Gokapi implements the Okapi BM25 retriever in Go.
go get github.com/raphaelsty/gokapi@0.0.2
Gokapi is suitable when you want to:
- Implement the search engine on a single computer.
- Store the data on disk and thus be able to search among millions of documents without memory constraints.
- Update the retriever with new documents.
- Avoid the constraints of Elasticsearch and the JVM.
Here are some comparisons between Gokapi and the retrievers of the tool Cherche
Retriever | batch | disk storage | stand-alone |
---|---|---|---|
Gokapi BM25 | ✅ | ✅ | ✅ |
Cherche Elasticsearch | ✅ | ✅ | ❌ |
Cherche TF-IDF | ❌ | ❌ | ✅ |
Cherche BM25 | ❌ | ❌ | ✅ |
Cherche Lunar | ❌ | ❌ | ✅ |
Gokapi stores the data necessary for the search on the disk (frequency of terms and metadata on the corpus). The reading (query) and writing (document indexing) times are higher than a retriever which stores data in memory, but Gokapi allows to process more documents without overloading the memory. Writing and reading on the disk are done with the Diskv library. Gokapi does not store the content of the documents on the disk.
package main
import (
"fmt"
"github.com/raphaelsty/gokapi"
)
func main() {
data := make(map[string]string)
data["document_0"] = "Paris is the capital of France"

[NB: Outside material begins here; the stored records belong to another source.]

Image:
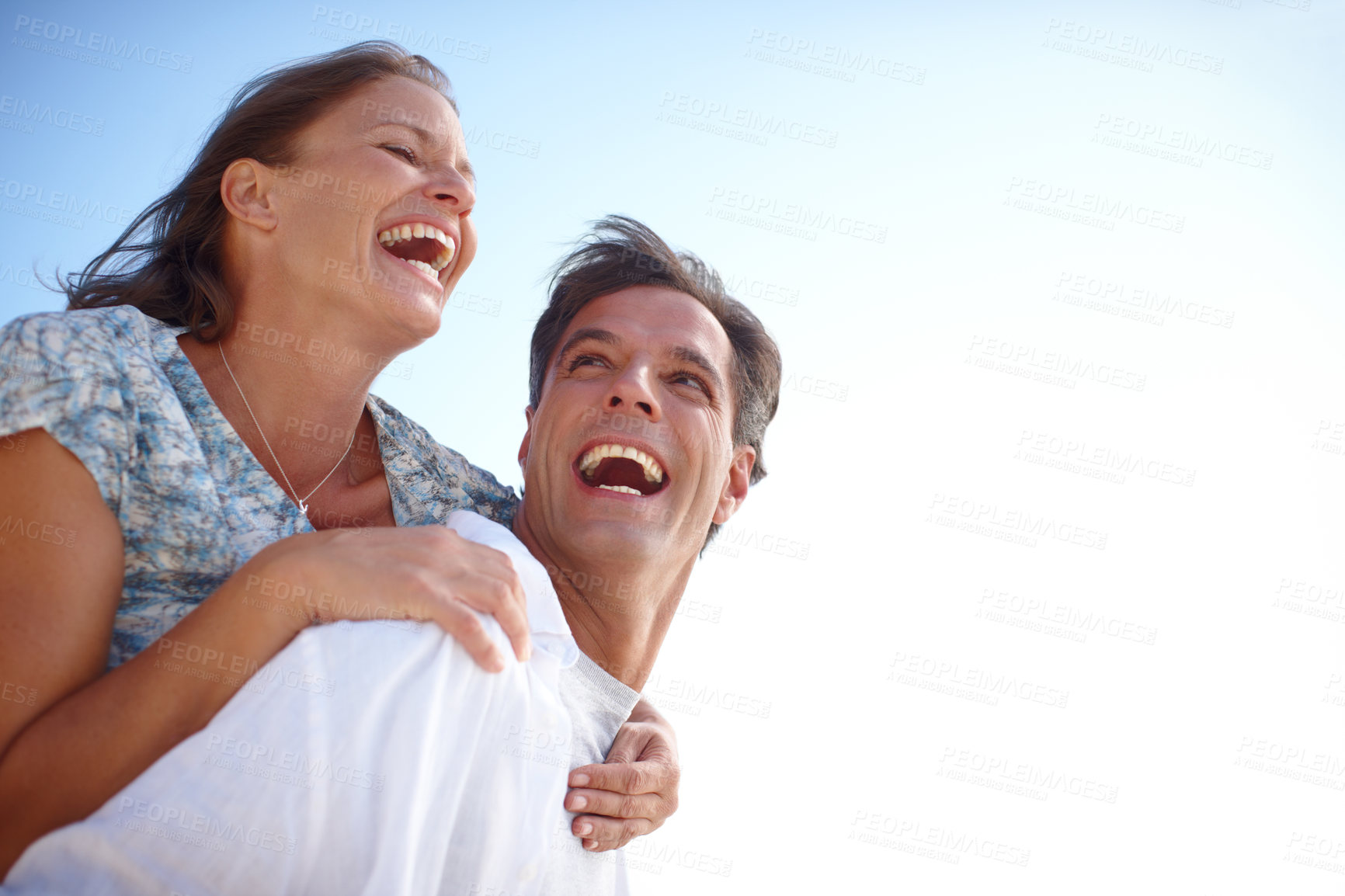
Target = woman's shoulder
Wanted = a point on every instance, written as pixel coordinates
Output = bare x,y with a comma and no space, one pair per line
437,477
92,339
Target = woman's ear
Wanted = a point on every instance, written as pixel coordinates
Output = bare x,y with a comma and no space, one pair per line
246,193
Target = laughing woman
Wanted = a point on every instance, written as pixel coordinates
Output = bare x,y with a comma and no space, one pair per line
196,455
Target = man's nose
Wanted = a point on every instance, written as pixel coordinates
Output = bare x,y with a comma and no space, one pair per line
632,393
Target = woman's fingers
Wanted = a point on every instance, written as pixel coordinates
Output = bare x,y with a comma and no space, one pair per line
602,835
503,599
463,624
617,806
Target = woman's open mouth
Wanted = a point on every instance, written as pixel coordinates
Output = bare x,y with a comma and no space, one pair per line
420,245
622,468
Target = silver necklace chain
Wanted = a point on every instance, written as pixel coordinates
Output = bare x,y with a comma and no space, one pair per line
294,493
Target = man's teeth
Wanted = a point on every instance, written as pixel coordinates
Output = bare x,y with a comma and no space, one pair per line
420,231
591,459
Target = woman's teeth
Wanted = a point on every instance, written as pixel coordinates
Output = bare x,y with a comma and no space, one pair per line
420,231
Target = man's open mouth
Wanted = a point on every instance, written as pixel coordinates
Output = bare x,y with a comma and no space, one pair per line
420,245
622,468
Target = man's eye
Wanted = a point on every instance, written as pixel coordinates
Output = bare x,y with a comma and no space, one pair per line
690,380
586,361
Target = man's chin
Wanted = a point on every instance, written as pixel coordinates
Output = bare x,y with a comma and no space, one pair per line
617,541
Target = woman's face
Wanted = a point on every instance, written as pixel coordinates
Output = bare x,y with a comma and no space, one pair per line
374,213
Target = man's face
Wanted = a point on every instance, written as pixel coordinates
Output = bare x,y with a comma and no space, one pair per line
643,372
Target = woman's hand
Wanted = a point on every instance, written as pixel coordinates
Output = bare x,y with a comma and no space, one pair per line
634,791
422,572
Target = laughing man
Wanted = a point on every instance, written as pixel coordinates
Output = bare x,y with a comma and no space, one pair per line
377,758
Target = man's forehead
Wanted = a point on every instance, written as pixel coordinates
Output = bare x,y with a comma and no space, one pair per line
657,318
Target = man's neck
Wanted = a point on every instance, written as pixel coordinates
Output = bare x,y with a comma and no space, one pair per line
617,613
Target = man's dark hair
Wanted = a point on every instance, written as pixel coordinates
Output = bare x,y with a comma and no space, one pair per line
619,253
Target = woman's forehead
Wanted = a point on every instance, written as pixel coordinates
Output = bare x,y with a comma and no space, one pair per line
402,102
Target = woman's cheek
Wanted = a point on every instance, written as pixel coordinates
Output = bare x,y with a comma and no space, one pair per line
466,252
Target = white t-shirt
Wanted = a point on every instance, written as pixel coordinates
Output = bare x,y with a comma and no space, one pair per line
366,758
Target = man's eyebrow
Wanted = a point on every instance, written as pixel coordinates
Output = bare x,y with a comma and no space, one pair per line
692,357
595,334
431,139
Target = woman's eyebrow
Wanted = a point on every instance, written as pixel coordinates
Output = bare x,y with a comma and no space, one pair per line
435,141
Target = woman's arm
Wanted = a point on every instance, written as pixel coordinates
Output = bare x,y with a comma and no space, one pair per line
71,736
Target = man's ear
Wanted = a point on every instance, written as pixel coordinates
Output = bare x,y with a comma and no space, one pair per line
246,191
736,484
527,439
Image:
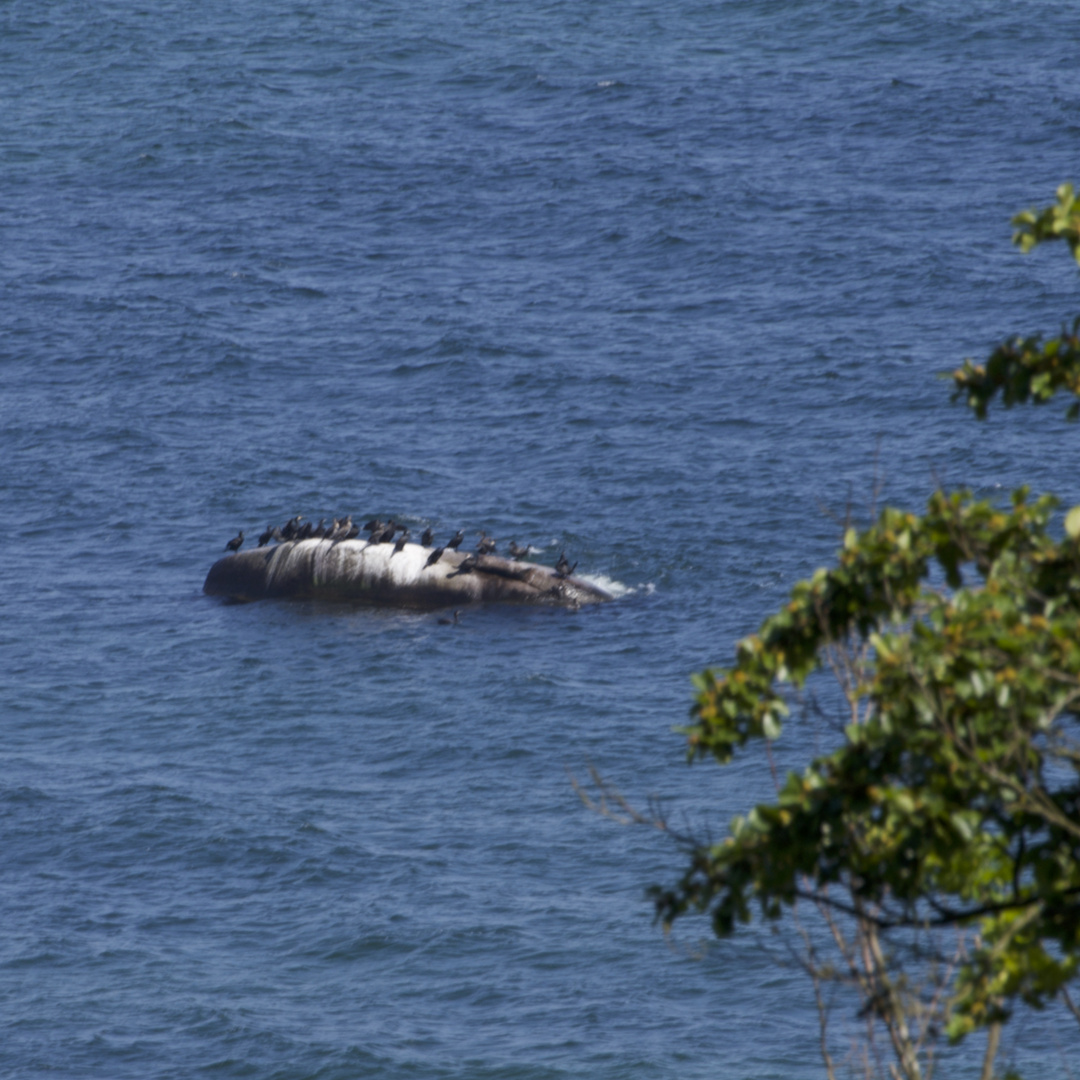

data["document_1"] = "Montreal is the capital of Canada"
data["document_2"] = "Madrid is the capital of Spain"
data["document_3"] = "Rome is the capital of Italy"
retriever := gokapi.BM25("index")
// Add the documents to the retriever.
retriever.Add(data)
// Top five answers.
answers := retriever.Query("Paris France Canada", 5)
for _, answer := range answers {
fmt.Println(answer)
}
// Delete the index.
retriever.Reset()
}
{document_0 2.002704}
{document_1 1.001352}
Gokapi is under construction and may change soon.
Here are some "short-term" goals:
-
To be called by the Cherche library via Python to provide a lighter alternative to Elasticsearch.
-
Provide a command-line client to search for documents locally on your machine with the terminal at lightning speed.
-
Gokapi code needs to be enhanced.
-
Provide benchmarks.